US/Mountain, 28 May - 2 June 2017
- Published on Friday, 10 August 2012 14:56
Scientists aim to forecast natural or economic disasters by identifying statistical anomalies.
Professional Dragon King hunter Didier Sornette from the Department of Management, Technology and Economics, ETH Zurich, Switzerland, together with his colleague Guy Ouillon, present the many facets of Dragon Kings in a review just published in EPJST. Their work has just appeared alongside nineteen other contributions exploring the ways in which this emerging field of statistical analysis could become further established.
Dragon Kings are events akin to catastrophes. They don’t belong to the same power law regime as the more standard events. For example, they can be found in financial market bubbles ending in crashes, neuron-firing cascades leading to epileptic seizures, forest fires, the distribution of city sizes, insurance claims, and even in seemingly more mundane systems such as a stick balancing on a fingertip that eventually falls to one side or the other.

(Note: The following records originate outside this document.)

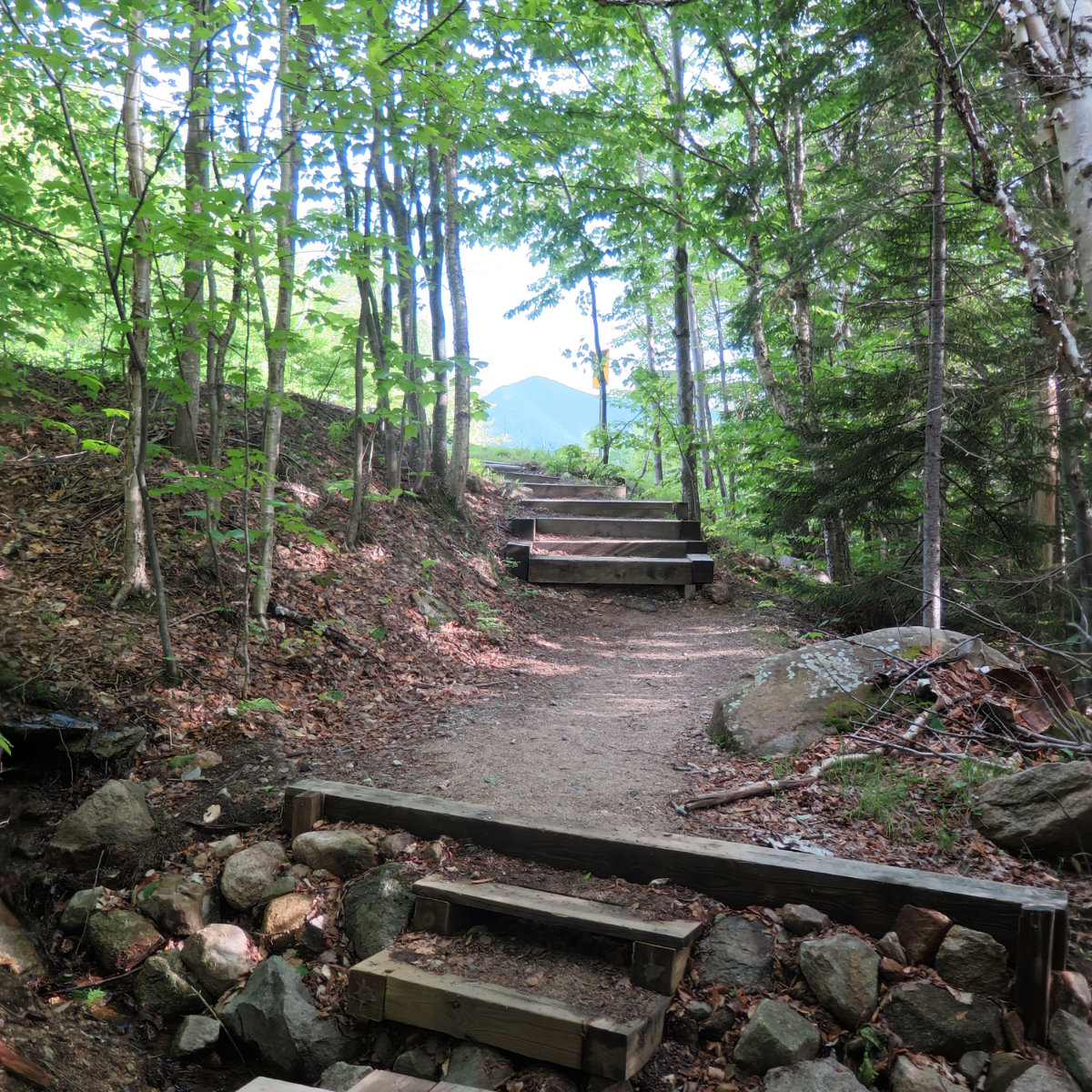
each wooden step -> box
[518,479,626,507]
[345,951,671,1081]
[510,515,701,541]
[520,498,686,520]
[413,879,701,997]
[534,539,690,557]
[528,551,694,588]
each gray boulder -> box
[318,1061,372,1092]
[763,1058,864,1092]
[733,997,823,1074]
[1047,1011,1092,1092]
[890,1054,966,1092]
[801,933,880,1027]
[261,891,315,951]
[133,875,217,937]
[895,905,952,965]
[391,1046,442,1081]
[219,842,284,910]
[182,923,258,997]
[446,1043,515,1088]
[170,1016,219,1058]
[291,830,379,877]
[0,902,45,976]
[983,1050,1033,1092]
[49,781,155,868]
[344,862,415,959]
[1005,1066,1080,1092]
[935,925,1009,997]
[220,956,360,1081]
[87,910,164,972]
[379,830,417,859]
[133,948,204,1016]
[698,914,774,990]
[1050,971,1092,1020]
[61,886,106,935]
[972,761,1092,862]
[883,982,1005,1061]
[709,626,1016,755]
[781,902,830,937]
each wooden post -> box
[1014,902,1055,1043]
[285,791,326,837]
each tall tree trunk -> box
[903,0,1092,437]
[686,268,713,490]
[668,10,701,520]
[644,310,664,485]
[206,228,246,469]
[331,132,371,550]
[372,192,405,492]
[252,0,306,626]
[588,273,611,466]
[443,147,473,504]
[1058,378,1092,653]
[114,7,152,607]
[170,0,211,462]
[922,73,948,629]
[428,142,448,481]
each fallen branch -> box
[676,698,943,814]
[268,600,370,656]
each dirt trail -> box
[376,591,770,832]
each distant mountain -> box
[482,376,624,451]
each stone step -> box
[520,498,686,520]
[238,1069,487,1092]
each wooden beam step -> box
[285,777,1069,970]
[519,497,686,520]
[346,951,670,1081]
[534,537,705,557]
[413,879,701,997]
[523,481,626,507]
[531,515,701,540]
[528,551,694,588]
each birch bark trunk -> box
[170,0,209,463]
[428,144,448,481]
[668,9,701,520]
[922,77,948,629]
[114,7,152,607]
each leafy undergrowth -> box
[0,375,563,761]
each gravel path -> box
[377,591,770,834]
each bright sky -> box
[460,247,617,394]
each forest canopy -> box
[0,0,1092,670]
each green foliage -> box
[236,698,283,715]
[463,600,508,633]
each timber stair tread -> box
[519,497,679,520]
[413,878,701,974]
[346,950,671,1080]
[528,548,711,586]
[346,877,703,1078]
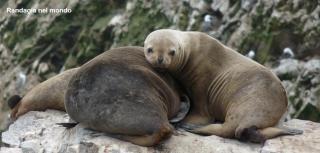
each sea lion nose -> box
[158,57,163,64]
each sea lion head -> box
[144,30,181,69]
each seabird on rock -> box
[246,50,256,59]
[281,47,294,58]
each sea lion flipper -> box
[8,95,22,109]
[259,127,303,139]
[56,123,79,129]
[170,95,190,123]
[236,126,303,143]
[178,123,202,132]
[189,123,235,138]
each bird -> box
[246,50,256,59]
[281,47,294,58]
[17,72,27,88]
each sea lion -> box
[8,68,78,120]
[65,47,190,146]
[144,29,302,142]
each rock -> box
[272,58,320,122]
[0,110,320,153]
[0,147,23,153]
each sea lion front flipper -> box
[111,125,173,147]
[170,95,190,123]
[189,123,235,138]
[235,126,303,143]
[259,127,303,139]
[56,123,79,129]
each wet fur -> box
[66,47,185,146]
[8,68,78,119]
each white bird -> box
[282,47,294,58]
[204,14,213,22]
[246,50,256,59]
[17,72,27,87]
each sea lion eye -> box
[169,50,176,56]
[147,48,153,53]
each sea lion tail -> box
[8,95,22,109]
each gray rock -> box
[0,110,320,153]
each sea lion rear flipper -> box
[236,126,303,143]
[56,123,79,129]
[170,95,190,123]
[8,95,22,109]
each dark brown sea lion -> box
[65,47,189,146]
[8,68,78,119]
[144,29,302,142]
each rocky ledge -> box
[0,110,320,153]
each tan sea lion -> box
[8,68,78,119]
[65,47,190,146]
[144,29,302,142]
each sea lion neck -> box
[169,31,192,73]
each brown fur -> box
[65,47,188,146]
[144,30,302,142]
[9,68,78,119]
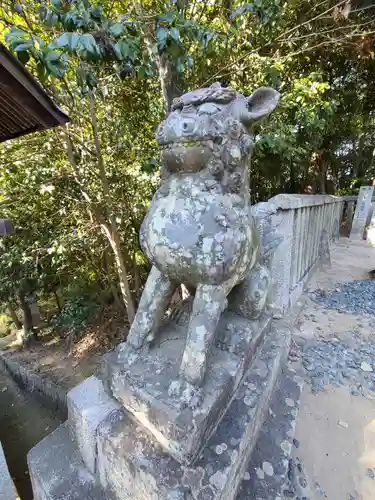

Their name refers to the extreme behaviour of dragons stemming from their supernatural powers.
This review focuses on elucidating how Dragon Kings are created and can be detected. It also gives an overview of their empirical evidence in abnormal rainfall, hurricanes, and sudden events such as landslides and snow avalanches. The authors also outline the limitations of this sort of statistical analysis. For example, despite being sometimes interpreted as featuring characteristic events of Dragon Kings, great earthquakes may not be formally confirmed as such.
Finally, the authors share their views on the importance of devising prediction models that could become the basis for Dragon Kings simulators. These could be designed to help interpret the warning signs of complex systems evolving from their safe equilibrium into extreme events such as the subprime crisis, and to steer them into sustainability and ultimately avoid such crisis.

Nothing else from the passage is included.